La Top 50 della settimana di streaming su Spotify – per quanto riguarda il territorio nazionale – la comanda Luchè, rapper napoletano, al secolo Luca Imprudente, che con la sua Stamm Fort duetta con l’immancabile Sfera Ebbasta e si prende la vetta all’esordio con oltre 640mila riproduzioni (ben 5mila in più rispetto alla vetta della scorsa settimana di Fedez). A seguire, troviamo il nuovo singolo di Coez, È sempre bello, di cui è uscito anche il relativo videoclip ufficiale e che anticipa il misterioso nuovo album in arrivo; a completare il podio pensa Il cielo nella stanza di Salmo e Nstasia, solido con 364mila streaming. Risalgono in classifica Pedro Capò e Farruko con Calma e ancora Sfera Ebbasta con Happy Birthday, ormai stabilmente in Top 10 da parecchio tempo; chi invece subisce un calo sono Madmen ed Emis Killa (Supernova), e la ditta Frenetik&Orang3/Gemitaiz con la new entry della settimana, Giornate vuote. Chiudono la Top 10 settimanale altre tre vecchie conoscenze di questa classifica come Maneskin (Torna a casa), ancora Salmo (90MIN) e DJ Snake e Selena Gomez (Taki Taki).

Da segnalare, poi, la risalita in classifica del classico dei Queen, Bohemian Rhapsody, probabilmente favorito dal ritorno in sala dell’omonimo film di Bryan Singer e dalla vittoria ai Golden Globes. Per quanto riguarda le altre new entry, ci sono anche 7 rings di Ariana Grande (di cui abbiamo parlato anche nell’ultimo editoriale), e In My Mind di Dynoro e Gigi D’Agostino, che esordisce proprio in ultima posizione (#50).

Tra i nuovi brani più ascoltati della settimana in Italia c’è anche l’ultimo prodotto di casa Franco126, che la spara proprio grossa chiamando in causa quel bonaccione di Tommaso Paradiso: il risultato, ai limiti del patetismo, è Stanza singola. Su ritmi non dissimili si adagiano anche il nuovo singolo dei Pinguini tattici nucleari, che con Verdura anticipano l’arrivo del nuovo disco a due anni da Gioventù bruciata, e Niente di me, di Ainè (con il feat. di Willie Peyote), title-track dell’album uscito proprio due giorni fa. Non va oltre le 20mila riproduzioni invece V, ultimo singolo di Francesco De Leo, segnalato qualche giorno fa anche su queste pagine, mentre dispiace che la nuova fatica di Giovanni Truppi sia ancorata solamente agli 8mila streaming in un paio di giorni (al quale però andrebbero aggiunte le visualizzazioni del visual video andato in anteprima sulle pagine di Repubblica.it).

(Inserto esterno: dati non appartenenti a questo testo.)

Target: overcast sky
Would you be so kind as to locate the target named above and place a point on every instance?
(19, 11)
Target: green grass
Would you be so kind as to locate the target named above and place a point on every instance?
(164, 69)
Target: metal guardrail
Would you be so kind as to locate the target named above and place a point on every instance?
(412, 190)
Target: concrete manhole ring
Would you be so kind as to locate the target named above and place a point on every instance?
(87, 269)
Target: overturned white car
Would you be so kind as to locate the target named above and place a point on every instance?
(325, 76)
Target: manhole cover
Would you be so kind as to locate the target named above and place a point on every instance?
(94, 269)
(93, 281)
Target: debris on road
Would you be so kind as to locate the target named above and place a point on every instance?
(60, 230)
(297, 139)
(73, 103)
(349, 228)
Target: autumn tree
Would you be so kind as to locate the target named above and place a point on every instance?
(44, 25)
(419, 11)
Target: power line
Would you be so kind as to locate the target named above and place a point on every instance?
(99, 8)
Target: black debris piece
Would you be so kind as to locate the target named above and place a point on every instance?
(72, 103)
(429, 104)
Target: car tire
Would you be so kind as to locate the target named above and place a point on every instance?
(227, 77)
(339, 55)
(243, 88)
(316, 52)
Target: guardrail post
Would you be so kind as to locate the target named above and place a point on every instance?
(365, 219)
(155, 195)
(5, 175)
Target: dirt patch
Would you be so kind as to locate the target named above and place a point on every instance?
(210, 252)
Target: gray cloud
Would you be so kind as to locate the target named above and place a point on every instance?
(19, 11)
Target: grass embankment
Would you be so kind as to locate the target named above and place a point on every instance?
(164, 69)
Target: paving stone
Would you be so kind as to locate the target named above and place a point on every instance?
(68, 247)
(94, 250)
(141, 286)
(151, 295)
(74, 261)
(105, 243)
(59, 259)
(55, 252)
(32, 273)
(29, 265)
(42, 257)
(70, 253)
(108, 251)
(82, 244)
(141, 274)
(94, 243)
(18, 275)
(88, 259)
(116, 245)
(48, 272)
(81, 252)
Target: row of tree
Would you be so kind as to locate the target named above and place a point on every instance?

Chi invece ha motivo di festeggiare è certamente James Blake, il quale – a livello internazionale – ha totalizzato quasi 2milioni e mezzo di riproduzioni in tre giorni con Mile High, anticipo in salsa trap di Assume Form, di cui potete leggere la nostra recensione, a cura di Gabriele Marino (non hanno sfigurato nemmeno gli altri brani della scaletta blakeana, con Barefoot in the Park e Tell Them le più ascoltate subito dopo). A livello globale, tuttavia, a comandare è la già citata Ariana Grande (oltre 9milioni di streaming), seguita da un doppio Post Malone (Sunflower, Wow.).